Thirdly, this downturn in productivity has coincided with a fall in business investment. Last week, new figures were released which showed investment in Scotland has fallen nearly 15% over the last year.
And this is on the back of business investment levels which have been broadly flat for the best part of a decade – even before accounting for inflation.
Business investment in Scotland
Fourthly, looking over a slightly longer horizon we see that Scotland’s productivity performance – while better than the UK – has been below its own historical standards.
Scotland’s productivity over time
Indeed, had productivity in Scotland grown at its pre-financial crisis average from 2008 onwards, we’d now be nearly 10% more productive.
What does all this mean for the upcoming UK and Scottish budgets?
The assumptions that both the Office of Budget Responsibility (OBR) and the Scottish Fiscal Commission (SFC) will make about future productivity growth will have a significant bearing on the revenue forecasts published by both bodies.
Poor productivity growth is, in part, why the Chancellor is now nowhere near delivering on George Osborne’s plan to balance the budget by 2018-19.
Over the years, the OBR had been predicting that productivity growth would return to its long-run average.
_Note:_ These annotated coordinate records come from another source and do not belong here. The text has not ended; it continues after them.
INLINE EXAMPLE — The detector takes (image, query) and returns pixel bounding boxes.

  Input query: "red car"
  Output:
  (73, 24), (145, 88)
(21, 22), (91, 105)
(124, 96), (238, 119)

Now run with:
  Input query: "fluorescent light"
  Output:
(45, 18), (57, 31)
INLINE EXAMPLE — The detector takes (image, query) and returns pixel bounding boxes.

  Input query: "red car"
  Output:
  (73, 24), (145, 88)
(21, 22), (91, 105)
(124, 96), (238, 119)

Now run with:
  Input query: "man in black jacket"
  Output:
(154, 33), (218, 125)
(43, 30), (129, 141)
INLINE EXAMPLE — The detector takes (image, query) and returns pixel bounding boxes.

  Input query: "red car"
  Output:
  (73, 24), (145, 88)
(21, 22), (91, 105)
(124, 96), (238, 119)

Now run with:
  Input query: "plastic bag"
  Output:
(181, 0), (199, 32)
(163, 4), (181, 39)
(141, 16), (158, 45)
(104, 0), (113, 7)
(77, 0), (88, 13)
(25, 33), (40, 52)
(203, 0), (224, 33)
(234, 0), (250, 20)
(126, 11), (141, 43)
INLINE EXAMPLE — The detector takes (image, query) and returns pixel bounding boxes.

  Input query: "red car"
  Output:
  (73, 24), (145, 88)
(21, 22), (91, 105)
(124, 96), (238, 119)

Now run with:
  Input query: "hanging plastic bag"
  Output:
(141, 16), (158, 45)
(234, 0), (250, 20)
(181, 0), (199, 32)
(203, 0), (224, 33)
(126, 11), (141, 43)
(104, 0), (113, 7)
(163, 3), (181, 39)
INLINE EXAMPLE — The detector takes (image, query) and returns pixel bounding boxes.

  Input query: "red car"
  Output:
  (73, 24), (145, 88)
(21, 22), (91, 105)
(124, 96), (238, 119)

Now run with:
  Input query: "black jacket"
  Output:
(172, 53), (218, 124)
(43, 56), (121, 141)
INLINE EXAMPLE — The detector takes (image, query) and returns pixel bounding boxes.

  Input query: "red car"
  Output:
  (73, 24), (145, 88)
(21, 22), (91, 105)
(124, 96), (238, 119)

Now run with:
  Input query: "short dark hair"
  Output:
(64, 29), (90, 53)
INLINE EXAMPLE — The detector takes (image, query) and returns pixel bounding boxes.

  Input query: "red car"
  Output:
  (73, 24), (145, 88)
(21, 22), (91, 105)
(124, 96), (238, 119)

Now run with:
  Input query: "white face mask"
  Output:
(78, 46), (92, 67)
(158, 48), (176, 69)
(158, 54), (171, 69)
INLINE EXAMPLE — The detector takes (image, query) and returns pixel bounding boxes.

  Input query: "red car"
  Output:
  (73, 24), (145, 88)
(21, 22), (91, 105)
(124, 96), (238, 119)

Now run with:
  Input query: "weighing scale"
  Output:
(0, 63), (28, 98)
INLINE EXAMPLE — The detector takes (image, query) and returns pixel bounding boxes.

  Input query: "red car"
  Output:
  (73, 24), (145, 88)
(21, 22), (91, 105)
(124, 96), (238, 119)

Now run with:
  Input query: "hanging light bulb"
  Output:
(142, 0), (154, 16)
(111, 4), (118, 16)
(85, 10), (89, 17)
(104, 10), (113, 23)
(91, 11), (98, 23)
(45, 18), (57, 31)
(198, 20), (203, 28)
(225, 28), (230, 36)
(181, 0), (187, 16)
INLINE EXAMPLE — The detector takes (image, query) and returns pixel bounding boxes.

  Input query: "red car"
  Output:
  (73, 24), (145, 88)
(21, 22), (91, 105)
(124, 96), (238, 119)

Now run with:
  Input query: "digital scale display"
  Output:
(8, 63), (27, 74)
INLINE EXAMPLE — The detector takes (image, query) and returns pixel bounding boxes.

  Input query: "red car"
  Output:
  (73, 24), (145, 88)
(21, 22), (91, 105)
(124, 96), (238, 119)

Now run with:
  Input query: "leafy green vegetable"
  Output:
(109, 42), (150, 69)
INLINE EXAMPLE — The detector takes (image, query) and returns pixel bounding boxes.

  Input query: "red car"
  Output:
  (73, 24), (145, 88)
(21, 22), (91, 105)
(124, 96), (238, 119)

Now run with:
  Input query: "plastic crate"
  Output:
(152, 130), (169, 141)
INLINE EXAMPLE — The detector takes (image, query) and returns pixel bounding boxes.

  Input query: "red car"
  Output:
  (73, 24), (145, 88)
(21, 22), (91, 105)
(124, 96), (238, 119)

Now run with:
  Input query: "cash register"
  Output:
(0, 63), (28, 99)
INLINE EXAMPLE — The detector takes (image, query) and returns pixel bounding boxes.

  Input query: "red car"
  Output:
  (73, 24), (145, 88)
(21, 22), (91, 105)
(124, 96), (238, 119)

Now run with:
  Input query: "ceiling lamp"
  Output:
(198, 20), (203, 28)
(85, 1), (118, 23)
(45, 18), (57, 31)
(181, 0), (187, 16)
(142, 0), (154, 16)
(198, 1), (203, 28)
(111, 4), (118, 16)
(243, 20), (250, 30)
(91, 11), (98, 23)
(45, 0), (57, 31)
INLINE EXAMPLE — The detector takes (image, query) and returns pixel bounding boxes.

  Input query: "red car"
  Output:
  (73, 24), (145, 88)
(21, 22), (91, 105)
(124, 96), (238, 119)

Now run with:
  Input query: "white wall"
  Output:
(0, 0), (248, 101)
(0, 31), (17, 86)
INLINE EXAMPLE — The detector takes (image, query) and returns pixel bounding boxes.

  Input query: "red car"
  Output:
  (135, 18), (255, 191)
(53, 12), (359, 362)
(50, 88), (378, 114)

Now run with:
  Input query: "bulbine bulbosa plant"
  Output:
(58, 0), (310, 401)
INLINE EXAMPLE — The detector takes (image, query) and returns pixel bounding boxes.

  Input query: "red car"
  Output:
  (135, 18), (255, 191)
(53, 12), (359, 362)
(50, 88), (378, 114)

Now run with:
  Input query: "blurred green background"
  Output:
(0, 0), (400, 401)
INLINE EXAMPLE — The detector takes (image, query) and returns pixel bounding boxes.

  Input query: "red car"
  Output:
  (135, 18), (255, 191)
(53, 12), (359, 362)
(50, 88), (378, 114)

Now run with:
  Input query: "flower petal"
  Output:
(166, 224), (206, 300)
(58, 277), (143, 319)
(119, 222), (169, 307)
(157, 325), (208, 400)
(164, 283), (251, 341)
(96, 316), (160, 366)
But on each occasion, they have been disappointed.
OBR productivity forecasts and outturn
It now seems likely that the OBR will move away from assuming that productivity will return to its historical trend at least in the immediate term – indeed they have already said that they “anticipate significantly reducing our assumption for potential productivity growth over the next five years in our forthcoming November 2017 EFO.”
So we should expect to see a corresponding downward revision in the revenues the Chancellor will have at his disposal over the next few years. In terms of numbers, productivity growth of just 1% per year, rather than current forecasts of 1.6%, could add around £10 billion to forecasts for the UK deficit by 2020-2021.
Of course, there is a risk that we’ve now become overly pessimistic about productivity growth in our economy – new technologies and innovation arguably are creating unprecedented opportunities for growth.
The key challenge facing all forecasters therefore is the lack of confidence about how productivity may evolve in the years ahead (good or bad).
We will have to await until the 14th December for the SFC’s take on productivity in Scotland and how this will impact on their devolved tax and economy forecasts.
All else being equal, should they be more optimistic about Scottish productivity than the OBR is for the UK, then the Scottish budget will be relatively better off. Of course, the opposite will be true if they take a more pessimistic view.
Scottish productivity growth has done better than the UK as a whole since the late 1990s. But with Scottish productivity slipping back in 2016 and the start of 2017, weak business investment, Brexit, and structural challenges in key high productivity sectors like oil and gas, closing the remaining gap – and more importantly the gap with key international competitors – is likely to require a step change in effort and focus.